Harun Candan iyi bir anlatıcı. “Hayalname” de bir ilk roman
olarak oldukça başarılı. Roman ilk bölümde dindar delikanlı ile özgür genç
kadının aşk ilişkilerinde yaşadıkları değerler ve inançlar çatışması olarak
gelişecekmiş gibi görünse de ikinci bölümde bir cinayet romanı, polisiye
havasına bürünüyor. Aşk öyküsü de bırakıldığı yerde kalıyor. Hatta kahramanımız
kazara işlediği cinayetin tek tanığı olan ve adını bile öğrenemeyip Lâl diye
seslendiği genç kadına ilgi duymaya, onunla evlenip karnındaki çocuğa baba olup
bir aile kurmaya bile niyetleniyor, o yönde teşebbüslerde bulunuyor.

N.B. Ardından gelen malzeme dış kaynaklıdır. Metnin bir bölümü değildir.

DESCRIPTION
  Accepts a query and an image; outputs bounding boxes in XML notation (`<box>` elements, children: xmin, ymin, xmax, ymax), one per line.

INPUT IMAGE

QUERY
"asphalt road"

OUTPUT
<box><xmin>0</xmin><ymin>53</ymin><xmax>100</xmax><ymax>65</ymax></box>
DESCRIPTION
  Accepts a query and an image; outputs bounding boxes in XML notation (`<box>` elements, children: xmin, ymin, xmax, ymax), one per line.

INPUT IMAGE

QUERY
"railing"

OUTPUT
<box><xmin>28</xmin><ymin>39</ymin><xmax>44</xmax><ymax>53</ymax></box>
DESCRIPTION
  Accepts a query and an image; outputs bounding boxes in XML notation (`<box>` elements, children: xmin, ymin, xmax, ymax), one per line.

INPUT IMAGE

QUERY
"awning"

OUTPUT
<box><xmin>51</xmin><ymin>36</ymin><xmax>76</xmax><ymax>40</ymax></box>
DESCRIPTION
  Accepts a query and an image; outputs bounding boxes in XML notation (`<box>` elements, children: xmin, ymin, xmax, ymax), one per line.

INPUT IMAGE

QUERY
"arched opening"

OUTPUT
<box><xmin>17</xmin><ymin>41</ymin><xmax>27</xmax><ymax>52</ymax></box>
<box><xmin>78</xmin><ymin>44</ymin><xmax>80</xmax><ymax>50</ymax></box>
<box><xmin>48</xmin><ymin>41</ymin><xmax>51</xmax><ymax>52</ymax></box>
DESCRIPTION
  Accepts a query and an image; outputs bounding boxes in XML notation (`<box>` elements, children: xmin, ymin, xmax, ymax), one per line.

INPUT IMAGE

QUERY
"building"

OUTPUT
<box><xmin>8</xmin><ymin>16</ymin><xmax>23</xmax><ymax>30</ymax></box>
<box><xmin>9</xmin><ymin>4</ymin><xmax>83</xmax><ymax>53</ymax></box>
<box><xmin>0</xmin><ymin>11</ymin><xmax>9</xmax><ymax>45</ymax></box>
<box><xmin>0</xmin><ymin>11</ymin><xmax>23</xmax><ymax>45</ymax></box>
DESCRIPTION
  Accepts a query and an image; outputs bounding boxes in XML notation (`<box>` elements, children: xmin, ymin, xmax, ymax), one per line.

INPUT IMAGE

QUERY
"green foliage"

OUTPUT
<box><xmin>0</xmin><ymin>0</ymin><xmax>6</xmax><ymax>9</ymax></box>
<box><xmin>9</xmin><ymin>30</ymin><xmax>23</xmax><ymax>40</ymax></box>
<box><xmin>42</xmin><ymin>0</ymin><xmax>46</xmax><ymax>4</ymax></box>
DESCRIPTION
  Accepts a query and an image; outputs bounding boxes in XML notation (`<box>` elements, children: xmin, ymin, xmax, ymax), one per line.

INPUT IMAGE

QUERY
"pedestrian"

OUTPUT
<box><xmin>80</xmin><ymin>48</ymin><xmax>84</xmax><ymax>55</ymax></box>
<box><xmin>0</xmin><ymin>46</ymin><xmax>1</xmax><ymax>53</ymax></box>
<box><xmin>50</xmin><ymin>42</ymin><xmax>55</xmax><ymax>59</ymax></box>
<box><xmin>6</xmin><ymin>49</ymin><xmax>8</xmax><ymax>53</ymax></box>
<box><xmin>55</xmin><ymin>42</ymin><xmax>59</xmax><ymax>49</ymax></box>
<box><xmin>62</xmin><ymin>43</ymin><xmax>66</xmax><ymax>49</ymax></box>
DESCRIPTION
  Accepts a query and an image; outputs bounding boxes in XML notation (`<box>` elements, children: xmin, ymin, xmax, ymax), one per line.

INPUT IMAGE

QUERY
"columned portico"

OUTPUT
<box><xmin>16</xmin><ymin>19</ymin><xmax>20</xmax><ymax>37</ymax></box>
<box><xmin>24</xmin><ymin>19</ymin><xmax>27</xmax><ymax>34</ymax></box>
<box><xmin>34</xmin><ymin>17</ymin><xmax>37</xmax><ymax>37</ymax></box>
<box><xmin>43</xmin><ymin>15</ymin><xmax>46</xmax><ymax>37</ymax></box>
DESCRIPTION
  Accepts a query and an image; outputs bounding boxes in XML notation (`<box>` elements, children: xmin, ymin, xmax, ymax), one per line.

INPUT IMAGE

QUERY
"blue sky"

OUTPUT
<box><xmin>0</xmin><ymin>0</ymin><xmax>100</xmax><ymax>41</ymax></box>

“Hayalname”nin kahramanının esas özelliği ve romanı farklı
kılan yanı çok evhamlı, aşırı temkinli biri olması. Olayları daha yaşanmadan
kafasında sonuçlandırıyor. Ama tüm temkinliliğine rağmen en olmayacak işlere de
giriveriyor. Gizem’le fotoğrafını alma bahanesi ile buluşması bunların en az
tehlikelisi ise yeni tanıdığı bir adamla define aramaya gitmesi de en
tehlikelisi. Anlattıklarını hep kadere bağlasa da başına gelenlerin nedeninin
kendi ruh hali olduğunu anlıyoruz.
“Hayalname”nin finali ise bence tartışılmalı. “Dünya hayatı
yanılsamadır, rüyadır” deyip tüm anlattıklarının bir kurgu olduğunu vurgulamak
ve “Kadere iman etmelisin” mesajı ile noktayı koymak işin biraz kolayına kaçmak
gibi olmuş. Kahramanımız o “rüya”dan uyanmasaydı başına neler gelecek, sonunda
adalet yerini nasıl bulacaktı merak etmemek elde değil. Ben, Harun Candan’ın
romanı başladığı yere döndürmek yerine tamamlayıp son noktayı koymasını tercih
ederdim.
“Hayalname” keyifle, merakla okunan, edebi tadı yerinde bir
roman. Keşke yayınevi arka kapakta şiirsel ve gizemli cümleler kullanmak yerine
romanın polisiye - macera niteliğini de belirten bir tanıtım yapsaydı. Belki o
zaman okura daha hızlı ulaşır, daha çok okunma şansı olurdu.